Friday, May 13, 2011

Dark night of the soul: the art of Felix Meseck

Felix Meseck was born in Danzig in 1883, and died in Holzminden in 1955. Meseck studied at the Fine Art Academies in Berlin and Königsberg, studying painting under Ludwig Dettmann and printmaking with Heinrich Wolff. In 1926 he was appointed professor at the Weimar Academy, a post from which he was forced out by the Nazis. Before WWI, in which he served at the front as an ordinary soldier, Meseck concentrated on painting; after the war he turned to printmaking, becoming especially known for his etchings and drypoints. Meseck was a member of the Berlin Secession, and contributed to leading journals such as Ganymed, as well as illustrating works by Shakespeare, Goethe, Novalis, and Brentano. Much of Felix Meseck's work was destroyed in the Red Army attack on Danzig in 1945.

Felix Meseck, Landschaft
Etching, 1920s

Felix Meseck's art is a curious blend of Expressionism, Romanticism and Symbolism, with a forlorn, desolate quality at its heart. His spiky, unsettling line is the opposite of everything fluid, supple, and sensuous. Instead there is a sense of jarred nerves and watchful unease. The overriding impression is one of neurasthenia, and I would not be at all surprised to discover that Meseck suffered from shell-shock (post-traumatic stress) after his experiences in WWI. His art has that hyper-aware inability to relax. The trees that are a recurring motif in his art certainly bring to mind the ravaged landscapes of WWI. Whether depicting landscapes or symbolic groups of people, there is something in Felix Meseck's work that speaks of unreachable loss. The people in his etchings for Hymnen an die Nacht seem disorientated and desperate, like the displaced and bereaved of war. This work was published very soon after the end of WWI, in 1919, and would certainly have carried that emotional charge for Meseck's contemporaries. It was printed at Gurlitt-Presse and published by Fritz Gurlitt in an edition of 125 copies, of which 50 were printed on heavyweight handmade wove paper, with all ten etchings hand-signed by the artist.
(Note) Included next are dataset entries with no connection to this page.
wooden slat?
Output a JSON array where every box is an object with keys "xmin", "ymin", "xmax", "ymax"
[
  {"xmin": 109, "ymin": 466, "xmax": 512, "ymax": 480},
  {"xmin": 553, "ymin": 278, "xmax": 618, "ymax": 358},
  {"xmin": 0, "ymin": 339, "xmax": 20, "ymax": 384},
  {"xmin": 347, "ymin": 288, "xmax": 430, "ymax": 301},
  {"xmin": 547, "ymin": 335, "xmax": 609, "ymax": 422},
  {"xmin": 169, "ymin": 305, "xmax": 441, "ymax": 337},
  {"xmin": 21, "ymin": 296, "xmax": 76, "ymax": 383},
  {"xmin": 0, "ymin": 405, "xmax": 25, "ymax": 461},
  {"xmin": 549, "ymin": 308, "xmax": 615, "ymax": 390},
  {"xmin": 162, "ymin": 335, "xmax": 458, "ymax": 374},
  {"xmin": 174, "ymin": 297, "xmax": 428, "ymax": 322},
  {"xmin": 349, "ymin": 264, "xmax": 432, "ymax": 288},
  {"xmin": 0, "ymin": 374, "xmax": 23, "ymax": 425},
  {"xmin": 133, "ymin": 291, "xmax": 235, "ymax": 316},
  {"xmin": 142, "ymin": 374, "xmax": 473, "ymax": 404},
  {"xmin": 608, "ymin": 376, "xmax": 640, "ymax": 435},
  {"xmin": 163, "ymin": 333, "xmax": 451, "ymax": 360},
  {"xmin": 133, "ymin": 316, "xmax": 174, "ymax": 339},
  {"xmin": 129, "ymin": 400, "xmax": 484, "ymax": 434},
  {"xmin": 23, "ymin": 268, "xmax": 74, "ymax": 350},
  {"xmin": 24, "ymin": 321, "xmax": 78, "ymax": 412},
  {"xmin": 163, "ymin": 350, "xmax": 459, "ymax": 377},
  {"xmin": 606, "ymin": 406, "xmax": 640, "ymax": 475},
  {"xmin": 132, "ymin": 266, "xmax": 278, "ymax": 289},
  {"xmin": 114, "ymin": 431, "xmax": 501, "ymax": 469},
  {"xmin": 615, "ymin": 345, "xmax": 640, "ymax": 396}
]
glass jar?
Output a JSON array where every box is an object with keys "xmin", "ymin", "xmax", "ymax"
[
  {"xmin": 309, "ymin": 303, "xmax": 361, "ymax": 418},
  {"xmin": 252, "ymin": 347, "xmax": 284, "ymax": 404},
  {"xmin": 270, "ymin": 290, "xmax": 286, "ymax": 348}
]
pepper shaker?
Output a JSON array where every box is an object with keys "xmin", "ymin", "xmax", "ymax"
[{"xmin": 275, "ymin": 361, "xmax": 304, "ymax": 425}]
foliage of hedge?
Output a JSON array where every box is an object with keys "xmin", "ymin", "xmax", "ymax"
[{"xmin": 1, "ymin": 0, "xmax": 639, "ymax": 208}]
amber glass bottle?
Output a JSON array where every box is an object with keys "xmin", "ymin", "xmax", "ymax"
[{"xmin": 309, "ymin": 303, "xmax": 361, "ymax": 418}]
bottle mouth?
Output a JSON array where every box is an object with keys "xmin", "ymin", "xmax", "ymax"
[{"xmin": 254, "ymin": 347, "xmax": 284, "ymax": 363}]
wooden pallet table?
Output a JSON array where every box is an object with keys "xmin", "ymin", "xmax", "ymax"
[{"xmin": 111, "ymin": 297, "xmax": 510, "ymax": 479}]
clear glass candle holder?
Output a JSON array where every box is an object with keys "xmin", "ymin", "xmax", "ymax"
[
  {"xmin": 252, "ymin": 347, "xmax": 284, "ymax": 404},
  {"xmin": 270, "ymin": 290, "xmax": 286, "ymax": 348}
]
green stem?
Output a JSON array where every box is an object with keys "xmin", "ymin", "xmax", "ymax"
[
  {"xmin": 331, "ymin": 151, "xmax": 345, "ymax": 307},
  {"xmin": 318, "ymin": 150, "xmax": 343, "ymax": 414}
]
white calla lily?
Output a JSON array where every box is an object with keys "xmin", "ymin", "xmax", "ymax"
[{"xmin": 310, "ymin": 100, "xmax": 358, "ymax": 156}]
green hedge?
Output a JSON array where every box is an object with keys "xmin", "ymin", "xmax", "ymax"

Felix Meseck, Hymnen an die Nacht I
Etching, 1919


Felix Meseck, Hymnen an die Nacht II
Etching, 1919

Felix Meseck, Hymnen an die Nacht IV
Etching, 1919

Felix Meseck, Hymnen an die Nacht V
Etching, 1919

Felix Meseck, Hymnen an die Nacht VI
Etching, 1919

Felix Meseck, Hymnen an die Nacht VII
Etching, 1919

Felix Meseck, Hymnen an die Nacht IX
Etching, 1919

There was a retrospective exhibition of the art of Felix Meseck at the Museum Höxter Corvey in 1987.

4 comments:

Jane Librizzi said...

His figures are extremely sad, but they also look malnourished, which may not have been far from the truth. Meseck's images (here) lack the corrosive cynicism that marks many of his contemporaries. They are moving. Thank you.

Neil said...

I'm glad you felt the truth of these images, Jane. I think they have a resonance to them that will keep them meaningful.

Jane Librizzi said...

With repeated looking, I find it harder - rather than easier - to pin down what the meaning of night is in these images. The living and the dead are not so far apart here. I think Meseck's work might not show well with some of his better known contemporaries, not as a criticism, but more like trying to understand a whisperer among a group of shouters.

Neil said...

I think you're right, Jane. These are benighted souls stranded on the farthest shore, between life and death.